Сейчас у нас появляется возможность возобновить в Кремле молитвенную жизнь — создать там храмы, в которых будет регулярно совершаться молитва. Это – шанс, потому что полноценно служить ни в Успенском, ни в Благовещенском соборе искусствоведы, конечно, не дадут. И, за редким исключением, правильно сделают.
У нас есть шанс на возобновление, оно необходимо, но подходить к нему нужно ответственно.
***
Я помню, как восстанавливалась Оптина Пустынь. Это была «картина маслом». Я уже не застал комбайна в алтаре Введенского собора, но каждодневно — перед тобой трапезная, с выбитыми окнами, переделанная в кинотеатр. Там было очень живо ощущение не просто запустения, а «мерзости запустения» поруганной святыни.
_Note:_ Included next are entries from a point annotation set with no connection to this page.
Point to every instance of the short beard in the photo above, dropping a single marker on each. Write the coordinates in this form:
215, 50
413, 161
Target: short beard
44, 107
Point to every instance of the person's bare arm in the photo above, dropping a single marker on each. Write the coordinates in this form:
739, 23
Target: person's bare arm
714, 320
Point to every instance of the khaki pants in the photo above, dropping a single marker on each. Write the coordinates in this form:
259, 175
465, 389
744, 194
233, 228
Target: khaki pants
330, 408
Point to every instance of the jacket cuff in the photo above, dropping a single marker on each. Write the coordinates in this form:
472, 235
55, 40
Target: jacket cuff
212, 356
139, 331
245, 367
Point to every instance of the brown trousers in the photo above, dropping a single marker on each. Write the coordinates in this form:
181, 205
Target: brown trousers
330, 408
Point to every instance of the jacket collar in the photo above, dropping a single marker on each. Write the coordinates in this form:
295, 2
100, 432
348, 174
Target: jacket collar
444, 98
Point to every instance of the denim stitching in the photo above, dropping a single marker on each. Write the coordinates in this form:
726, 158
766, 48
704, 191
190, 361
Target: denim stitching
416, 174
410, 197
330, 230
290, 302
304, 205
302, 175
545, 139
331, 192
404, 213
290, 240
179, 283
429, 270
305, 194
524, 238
И помню трудников, ходящих в шинелях и ватниках, — как на войне. Но зато благодать там «стояла столбом», а чудеса были нормой жизни. Ты становился прозорливцем по факту пребывания на святом месте: мог бросить слово, а через два года человек, с которым ты разговаривал, приезжал с благодарностью и рассказывал: «то, что ты сказал — спасло мою семью». И это неудивительно. Правда, нас учили, что дар прозорливости – низший в иерархии духовных ценностей.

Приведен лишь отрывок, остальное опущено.